Title:Bound state properties and positron annihilation in the negatively charged Ps$^{-}$ ion. On thermal sources of annihilation $γ$-quanta in our Galaxy

Abstract:The total energy and other bound state properties of the ground (bound) $1^{1}S$-state in the Ps$^{-}$ (or $e^{-} e^{+} e^{-}$) ion are determined to very high accuracy. Our best variational energy for the ground state in this ion equals $E$ = -0.26200507023298010777040204620 $a.u.$ Many of the bound state properties of the Ps$^{-}$ have been determined for the first time.

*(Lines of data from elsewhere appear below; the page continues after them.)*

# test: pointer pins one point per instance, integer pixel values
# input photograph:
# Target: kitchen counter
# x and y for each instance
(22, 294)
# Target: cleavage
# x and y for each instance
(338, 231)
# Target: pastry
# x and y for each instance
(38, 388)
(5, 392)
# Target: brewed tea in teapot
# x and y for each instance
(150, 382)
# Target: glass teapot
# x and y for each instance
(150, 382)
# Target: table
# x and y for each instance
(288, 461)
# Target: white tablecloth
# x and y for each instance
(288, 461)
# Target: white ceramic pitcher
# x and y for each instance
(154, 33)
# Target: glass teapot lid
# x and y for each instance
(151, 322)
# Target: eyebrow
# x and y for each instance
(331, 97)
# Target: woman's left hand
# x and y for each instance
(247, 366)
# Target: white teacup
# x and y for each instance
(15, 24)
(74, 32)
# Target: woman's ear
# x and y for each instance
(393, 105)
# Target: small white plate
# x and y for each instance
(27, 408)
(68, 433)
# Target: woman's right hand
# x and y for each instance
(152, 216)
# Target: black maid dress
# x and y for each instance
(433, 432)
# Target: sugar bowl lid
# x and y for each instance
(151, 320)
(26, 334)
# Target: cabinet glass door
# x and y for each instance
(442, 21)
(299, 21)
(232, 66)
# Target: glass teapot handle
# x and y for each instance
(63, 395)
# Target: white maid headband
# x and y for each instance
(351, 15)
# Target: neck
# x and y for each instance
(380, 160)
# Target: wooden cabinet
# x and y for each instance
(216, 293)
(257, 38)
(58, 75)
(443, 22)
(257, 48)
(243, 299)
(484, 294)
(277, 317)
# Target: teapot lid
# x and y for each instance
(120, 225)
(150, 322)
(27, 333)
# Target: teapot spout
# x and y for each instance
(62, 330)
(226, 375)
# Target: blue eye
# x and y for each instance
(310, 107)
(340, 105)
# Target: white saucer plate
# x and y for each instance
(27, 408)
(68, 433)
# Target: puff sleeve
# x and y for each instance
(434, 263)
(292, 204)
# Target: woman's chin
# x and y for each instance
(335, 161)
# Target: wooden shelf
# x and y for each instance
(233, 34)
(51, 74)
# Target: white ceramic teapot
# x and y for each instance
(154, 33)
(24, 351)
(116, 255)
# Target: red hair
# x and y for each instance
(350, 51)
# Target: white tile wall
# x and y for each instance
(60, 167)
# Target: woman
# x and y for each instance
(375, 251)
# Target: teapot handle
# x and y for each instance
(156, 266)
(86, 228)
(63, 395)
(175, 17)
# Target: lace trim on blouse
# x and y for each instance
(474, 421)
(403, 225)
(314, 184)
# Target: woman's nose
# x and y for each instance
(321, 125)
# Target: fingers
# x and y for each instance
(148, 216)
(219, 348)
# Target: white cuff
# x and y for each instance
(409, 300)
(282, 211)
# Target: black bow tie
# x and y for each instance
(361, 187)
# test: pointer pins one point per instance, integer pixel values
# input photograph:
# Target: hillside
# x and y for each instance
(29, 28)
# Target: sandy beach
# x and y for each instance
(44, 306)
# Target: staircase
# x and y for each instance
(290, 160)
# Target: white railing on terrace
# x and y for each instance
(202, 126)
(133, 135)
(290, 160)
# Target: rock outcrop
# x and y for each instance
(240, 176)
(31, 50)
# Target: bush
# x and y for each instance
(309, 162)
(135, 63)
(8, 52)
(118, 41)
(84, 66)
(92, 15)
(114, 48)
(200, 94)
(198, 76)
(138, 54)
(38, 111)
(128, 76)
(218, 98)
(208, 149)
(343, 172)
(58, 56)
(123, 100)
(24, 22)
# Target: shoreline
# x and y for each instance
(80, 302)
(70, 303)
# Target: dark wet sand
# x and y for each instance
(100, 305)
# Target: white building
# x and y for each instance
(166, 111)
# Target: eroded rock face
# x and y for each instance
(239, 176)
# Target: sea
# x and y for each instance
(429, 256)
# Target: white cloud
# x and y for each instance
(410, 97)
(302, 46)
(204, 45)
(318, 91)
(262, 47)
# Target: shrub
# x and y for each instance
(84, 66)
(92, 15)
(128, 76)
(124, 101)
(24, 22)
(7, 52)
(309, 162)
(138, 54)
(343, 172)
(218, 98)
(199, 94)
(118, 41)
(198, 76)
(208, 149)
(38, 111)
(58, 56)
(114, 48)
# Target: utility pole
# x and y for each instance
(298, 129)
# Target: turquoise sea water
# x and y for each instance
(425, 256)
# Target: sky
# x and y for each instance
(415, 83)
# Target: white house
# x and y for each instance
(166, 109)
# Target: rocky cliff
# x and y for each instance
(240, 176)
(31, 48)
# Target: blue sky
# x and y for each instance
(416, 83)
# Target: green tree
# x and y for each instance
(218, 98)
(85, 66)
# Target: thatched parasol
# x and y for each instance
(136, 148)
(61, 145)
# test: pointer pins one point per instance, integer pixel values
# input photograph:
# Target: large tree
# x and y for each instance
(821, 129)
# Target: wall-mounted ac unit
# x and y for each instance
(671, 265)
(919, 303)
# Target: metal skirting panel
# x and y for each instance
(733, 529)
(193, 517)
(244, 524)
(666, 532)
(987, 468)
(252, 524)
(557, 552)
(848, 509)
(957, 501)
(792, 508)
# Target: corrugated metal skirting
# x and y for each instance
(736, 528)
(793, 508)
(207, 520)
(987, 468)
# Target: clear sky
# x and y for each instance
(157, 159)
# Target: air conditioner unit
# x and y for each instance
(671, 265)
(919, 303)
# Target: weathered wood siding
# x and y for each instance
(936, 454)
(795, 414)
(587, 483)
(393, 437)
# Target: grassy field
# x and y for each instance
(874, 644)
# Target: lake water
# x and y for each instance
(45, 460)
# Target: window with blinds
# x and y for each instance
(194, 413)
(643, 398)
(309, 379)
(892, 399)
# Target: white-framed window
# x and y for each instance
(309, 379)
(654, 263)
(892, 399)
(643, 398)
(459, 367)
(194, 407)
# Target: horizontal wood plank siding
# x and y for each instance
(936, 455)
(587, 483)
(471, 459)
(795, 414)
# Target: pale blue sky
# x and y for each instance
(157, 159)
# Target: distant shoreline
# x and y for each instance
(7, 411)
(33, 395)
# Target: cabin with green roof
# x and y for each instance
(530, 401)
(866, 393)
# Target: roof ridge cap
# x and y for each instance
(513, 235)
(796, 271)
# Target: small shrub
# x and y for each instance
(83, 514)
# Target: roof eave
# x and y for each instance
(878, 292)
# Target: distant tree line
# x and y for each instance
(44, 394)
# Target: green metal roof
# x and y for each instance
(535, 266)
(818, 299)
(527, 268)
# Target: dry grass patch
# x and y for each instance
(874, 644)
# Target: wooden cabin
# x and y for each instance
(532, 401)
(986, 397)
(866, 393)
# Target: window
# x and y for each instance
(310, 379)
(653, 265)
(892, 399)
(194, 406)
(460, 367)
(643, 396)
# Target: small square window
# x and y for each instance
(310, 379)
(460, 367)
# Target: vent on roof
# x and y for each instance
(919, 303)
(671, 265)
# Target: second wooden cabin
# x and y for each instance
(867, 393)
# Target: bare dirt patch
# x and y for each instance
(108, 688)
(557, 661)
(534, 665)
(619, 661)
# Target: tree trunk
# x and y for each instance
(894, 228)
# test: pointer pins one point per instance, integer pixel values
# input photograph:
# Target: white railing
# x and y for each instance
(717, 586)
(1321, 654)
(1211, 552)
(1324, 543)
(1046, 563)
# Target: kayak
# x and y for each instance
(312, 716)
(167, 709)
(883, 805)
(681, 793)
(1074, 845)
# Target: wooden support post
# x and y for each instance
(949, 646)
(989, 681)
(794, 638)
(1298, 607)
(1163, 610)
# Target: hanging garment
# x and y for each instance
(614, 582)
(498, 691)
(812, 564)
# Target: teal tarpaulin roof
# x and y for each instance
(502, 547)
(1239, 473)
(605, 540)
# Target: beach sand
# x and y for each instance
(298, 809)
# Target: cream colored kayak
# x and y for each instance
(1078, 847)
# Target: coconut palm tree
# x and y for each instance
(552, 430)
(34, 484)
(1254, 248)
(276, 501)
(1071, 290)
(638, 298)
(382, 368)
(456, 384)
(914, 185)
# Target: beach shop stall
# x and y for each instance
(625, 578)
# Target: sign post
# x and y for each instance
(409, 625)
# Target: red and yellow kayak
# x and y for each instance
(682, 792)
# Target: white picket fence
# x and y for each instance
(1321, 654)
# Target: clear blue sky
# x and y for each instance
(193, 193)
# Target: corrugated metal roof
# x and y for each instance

This includes a number of $\langle r^{k}_{ij} \rangle$ expectation values (where $5 \le k \le 11$), all independent quasi-singular Vinty-type expectation values $\langle \frac{{\bf r}_{ij} {\bf r}_{jk}}{r^{3}_{ij}} \rangle$, the two truly singular $\langle \frac{1}{r^{3}_{ij}} \rangle$ expectation values and some others. By using our highly accurate expectation values of the electron-positron delta-function of the Ps$^{-}$ ion we have evaluated (to very high accuracy) the rates of two-, three-, four- and five-photon annihilation. We also discuss some problems which currently exist in accurate computations of the rate of one-photon annihilation $\Gamma_{1 \gamma}$. By investigating the sources of annihilation $\gamma-$quanta in our Universe we have arrived to the following conclusion about the high-temperature limit in optics: due to the electromagnetic instability of the vacuum, it is impossible to see (directly) any object heated to the temperatures above 350 - 400 $keV$. In reality, instead of such an object an observer will see only an intense flow of annihilation $\gamma-$quanta, mixed with some fast electrons and positrons. This phenomenon is the annihilation shielding of overheated matter (or plasma) and it is of great interest in Galactic astrophysics.